Last month we looked at how to set up an esports society in your school, college or university. But what do you do once it’s up and running? How can you make it go from strength to strength and grow your member numbers?

Sam Hine, co-founder of Warwick Esports, the esports union of the University of Warwick, offers his top tips in this guest article.

 

1. Make friends within the NUEL and NSE

Staff within NSE and the NUEL are there to make running your society as easy as possible. Use all the resources they provide to their full extent, such as support for events, advice channels and career support.

Getting to know the lovely people that are part of these organisations makes communication easier – and exposing your strengths may mean you’re chosen for staff positions within these organisations, or to help out internally.

 

2. Keep active on socials

Update your social media regularly with game results, interact with players and post about events. This helps when it comes to bargaining with sponsors or your students’ union.

Showing off your events and results to the wider world not only means will more people know about your society, but it also gives you analytics to prove people care about who you are and what you’re doing.

Keeping your society closed off to only your university, rather than interacting with the scene as a whole, does nothing to convince your students’ union (who may be focused on recruitment) or sponsors (who may be mainly focused on reach) to help you.

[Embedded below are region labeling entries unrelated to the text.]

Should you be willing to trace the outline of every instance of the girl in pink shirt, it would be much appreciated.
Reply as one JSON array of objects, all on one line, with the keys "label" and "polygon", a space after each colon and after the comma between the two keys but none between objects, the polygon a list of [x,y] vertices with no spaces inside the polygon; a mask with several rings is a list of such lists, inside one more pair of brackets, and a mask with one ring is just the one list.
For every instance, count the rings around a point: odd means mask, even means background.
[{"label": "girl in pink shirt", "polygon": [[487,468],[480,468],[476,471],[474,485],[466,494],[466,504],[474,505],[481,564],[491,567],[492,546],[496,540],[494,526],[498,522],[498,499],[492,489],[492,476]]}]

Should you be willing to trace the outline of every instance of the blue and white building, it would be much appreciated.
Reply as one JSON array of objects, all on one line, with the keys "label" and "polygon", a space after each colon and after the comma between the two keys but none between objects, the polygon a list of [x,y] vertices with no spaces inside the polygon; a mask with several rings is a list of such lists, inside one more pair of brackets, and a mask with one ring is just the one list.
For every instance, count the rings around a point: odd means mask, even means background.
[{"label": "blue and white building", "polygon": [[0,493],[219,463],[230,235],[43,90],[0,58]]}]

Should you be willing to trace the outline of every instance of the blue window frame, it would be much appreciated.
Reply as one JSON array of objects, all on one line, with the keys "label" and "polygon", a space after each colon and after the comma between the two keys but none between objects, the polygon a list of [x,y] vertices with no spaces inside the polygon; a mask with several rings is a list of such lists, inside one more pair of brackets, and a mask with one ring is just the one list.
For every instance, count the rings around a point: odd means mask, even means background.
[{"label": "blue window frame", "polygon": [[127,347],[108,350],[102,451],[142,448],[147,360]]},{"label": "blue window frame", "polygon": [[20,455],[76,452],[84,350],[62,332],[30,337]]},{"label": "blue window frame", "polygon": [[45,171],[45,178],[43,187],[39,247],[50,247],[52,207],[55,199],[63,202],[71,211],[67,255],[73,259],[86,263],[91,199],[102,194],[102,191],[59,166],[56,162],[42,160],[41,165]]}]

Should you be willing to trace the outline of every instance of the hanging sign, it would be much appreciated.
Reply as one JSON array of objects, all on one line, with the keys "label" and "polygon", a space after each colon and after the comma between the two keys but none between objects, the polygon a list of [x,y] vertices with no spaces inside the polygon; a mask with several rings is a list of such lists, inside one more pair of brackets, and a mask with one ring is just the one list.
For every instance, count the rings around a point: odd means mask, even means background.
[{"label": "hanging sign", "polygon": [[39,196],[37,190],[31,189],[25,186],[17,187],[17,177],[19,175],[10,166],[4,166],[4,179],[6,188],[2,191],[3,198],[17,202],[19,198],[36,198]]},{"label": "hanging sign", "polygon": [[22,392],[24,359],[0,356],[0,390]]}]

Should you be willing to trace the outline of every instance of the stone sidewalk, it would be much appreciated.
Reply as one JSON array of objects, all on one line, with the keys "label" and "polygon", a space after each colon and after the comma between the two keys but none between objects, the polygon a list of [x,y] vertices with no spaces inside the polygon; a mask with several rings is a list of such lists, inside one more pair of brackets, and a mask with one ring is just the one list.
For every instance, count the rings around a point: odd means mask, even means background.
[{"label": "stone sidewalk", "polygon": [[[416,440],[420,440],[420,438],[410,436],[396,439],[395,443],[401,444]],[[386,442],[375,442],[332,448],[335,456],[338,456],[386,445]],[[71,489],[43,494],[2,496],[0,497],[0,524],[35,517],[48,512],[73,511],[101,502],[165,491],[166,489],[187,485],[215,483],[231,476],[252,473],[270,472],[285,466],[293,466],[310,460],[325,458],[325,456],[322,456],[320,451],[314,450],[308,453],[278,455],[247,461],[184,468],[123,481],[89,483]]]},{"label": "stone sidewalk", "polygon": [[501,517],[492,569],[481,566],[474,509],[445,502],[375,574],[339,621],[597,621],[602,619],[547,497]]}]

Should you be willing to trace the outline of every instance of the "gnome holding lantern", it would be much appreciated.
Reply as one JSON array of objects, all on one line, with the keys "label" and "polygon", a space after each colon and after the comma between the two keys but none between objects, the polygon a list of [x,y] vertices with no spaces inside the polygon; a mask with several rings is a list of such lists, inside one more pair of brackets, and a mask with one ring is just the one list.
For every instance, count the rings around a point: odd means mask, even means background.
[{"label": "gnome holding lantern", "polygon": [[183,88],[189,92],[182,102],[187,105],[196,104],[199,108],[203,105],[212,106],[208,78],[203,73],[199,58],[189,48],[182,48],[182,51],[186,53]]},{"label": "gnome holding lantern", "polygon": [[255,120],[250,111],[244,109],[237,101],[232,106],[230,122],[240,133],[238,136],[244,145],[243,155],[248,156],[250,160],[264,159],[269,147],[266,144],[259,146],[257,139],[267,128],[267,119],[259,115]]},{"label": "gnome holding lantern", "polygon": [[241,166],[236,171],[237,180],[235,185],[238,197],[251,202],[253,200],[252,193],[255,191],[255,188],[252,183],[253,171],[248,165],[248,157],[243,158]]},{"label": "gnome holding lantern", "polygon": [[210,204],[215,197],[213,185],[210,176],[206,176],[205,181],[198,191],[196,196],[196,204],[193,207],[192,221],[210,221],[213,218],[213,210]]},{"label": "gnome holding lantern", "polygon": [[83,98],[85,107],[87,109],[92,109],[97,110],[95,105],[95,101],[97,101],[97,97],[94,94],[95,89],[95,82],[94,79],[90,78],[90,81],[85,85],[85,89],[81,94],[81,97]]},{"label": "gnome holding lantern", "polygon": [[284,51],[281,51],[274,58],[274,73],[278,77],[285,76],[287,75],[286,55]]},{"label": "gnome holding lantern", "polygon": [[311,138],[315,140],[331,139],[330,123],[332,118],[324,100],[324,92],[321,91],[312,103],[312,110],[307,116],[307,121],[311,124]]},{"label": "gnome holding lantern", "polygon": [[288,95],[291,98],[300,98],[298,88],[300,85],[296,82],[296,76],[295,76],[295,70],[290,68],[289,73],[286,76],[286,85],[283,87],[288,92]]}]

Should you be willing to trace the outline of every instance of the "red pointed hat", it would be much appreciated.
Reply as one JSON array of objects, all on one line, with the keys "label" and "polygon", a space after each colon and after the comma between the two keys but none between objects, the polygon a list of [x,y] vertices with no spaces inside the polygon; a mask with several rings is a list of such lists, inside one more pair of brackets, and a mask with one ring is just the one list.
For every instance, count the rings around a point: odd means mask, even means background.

Twitch as well as Twitter is also included in this. The NUEL’s Twitch Student offering presents many benefits for student streamers as individuals, as well as the society as whole.

 

3. Scout coaches for your main teams

It is well known that all professional esports teams also have coaches to help guide the players, in terms of direction and areas of improvement. As well as performing better within the leagues – which you should be participating in as much as possible – you also give opportunities for coaches to get experience in a relatively non-high stakes environment.

 

4. Find members

You’ll want to find active and dedicated society members and encourage them to apply for a committee position next year.

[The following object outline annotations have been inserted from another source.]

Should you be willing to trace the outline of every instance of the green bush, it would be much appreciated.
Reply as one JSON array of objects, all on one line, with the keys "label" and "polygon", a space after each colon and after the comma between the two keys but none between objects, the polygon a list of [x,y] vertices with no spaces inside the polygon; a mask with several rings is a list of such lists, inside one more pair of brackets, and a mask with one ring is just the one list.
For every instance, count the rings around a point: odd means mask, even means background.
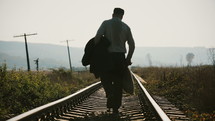
[{"label": "green bush", "polygon": [[165,96],[191,117],[202,120],[207,115],[215,116],[213,66],[148,67],[134,71],[147,81],[145,86],[152,94]]},{"label": "green bush", "polygon": [[64,69],[44,72],[7,71],[6,64],[2,64],[0,120],[55,101],[96,81],[92,75],[85,73],[82,76]]}]

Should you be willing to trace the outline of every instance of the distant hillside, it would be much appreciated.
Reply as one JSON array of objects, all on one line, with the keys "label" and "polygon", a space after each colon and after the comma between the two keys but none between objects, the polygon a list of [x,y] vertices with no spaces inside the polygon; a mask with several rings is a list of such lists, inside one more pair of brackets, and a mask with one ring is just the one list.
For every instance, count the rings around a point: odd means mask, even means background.
[{"label": "distant hillside", "polygon": [[[34,60],[39,58],[40,69],[69,68],[66,46],[29,43],[31,68],[35,69]],[[84,48],[70,47],[72,66],[83,67],[81,58]],[[187,65],[186,54],[193,53],[193,65],[209,64],[207,48],[204,47],[136,47],[133,66],[183,66]],[[26,69],[25,45],[22,42],[0,41],[0,63],[6,61],[9,68]]]}]

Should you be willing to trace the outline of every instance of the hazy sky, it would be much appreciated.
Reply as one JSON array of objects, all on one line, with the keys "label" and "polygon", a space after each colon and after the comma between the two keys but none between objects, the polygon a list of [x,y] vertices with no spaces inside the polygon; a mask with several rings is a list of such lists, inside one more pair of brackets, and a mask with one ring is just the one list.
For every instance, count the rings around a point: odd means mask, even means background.
[{"label": "hazy sky", "polygon": [[215,0],[0,0],[0,40],[84,47],[115,7],[137,46],[215,47]]}]

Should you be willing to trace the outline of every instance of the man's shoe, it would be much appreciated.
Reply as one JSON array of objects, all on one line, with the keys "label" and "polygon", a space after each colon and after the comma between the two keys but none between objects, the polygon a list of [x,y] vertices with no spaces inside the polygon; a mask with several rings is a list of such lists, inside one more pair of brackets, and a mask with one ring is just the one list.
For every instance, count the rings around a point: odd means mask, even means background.
[{"label": "man's shoe", "polygon": [[113,109],[113,114],[119,114],[119,110],[118,109]]}]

All the hard work you put into a society becomes moot if your legacy is not continued. If you notice a particularly keen or involved member of the society (who attends most events, is interested in helping out even as a non-committee member for example), then it’s your responsibility to encourage them to apply to take your place.

You should also train whoever takes your position to help them be as effective as possible for the society.

 

5. Make sure your students’ union understands your success

One of NSE’s main aims upon their fruition was to talk more directly to students’ unions about esports societies, and the benefits they can provide students, as well as the wider community.

The first step is talking directly with NSE about how you can do this. They have a lot of experience in communicating with people outside of gaming culture, and explaining how your success can help translate into their success.

 

6. Have a recruitment plan for tournament participation

The difference in tournament enrollment numbers (for example in NSE and NUEL competitions) is mainly dependent on how a society markets itself to the student population.

Many people have a misconception that they may not be ‘good enough’ to compete, so they do not interact with the society or participate in tournaments. It is up to you to make sure your student population is aware that these opportunities exist for them, and that it is a great place to meet like-minded people.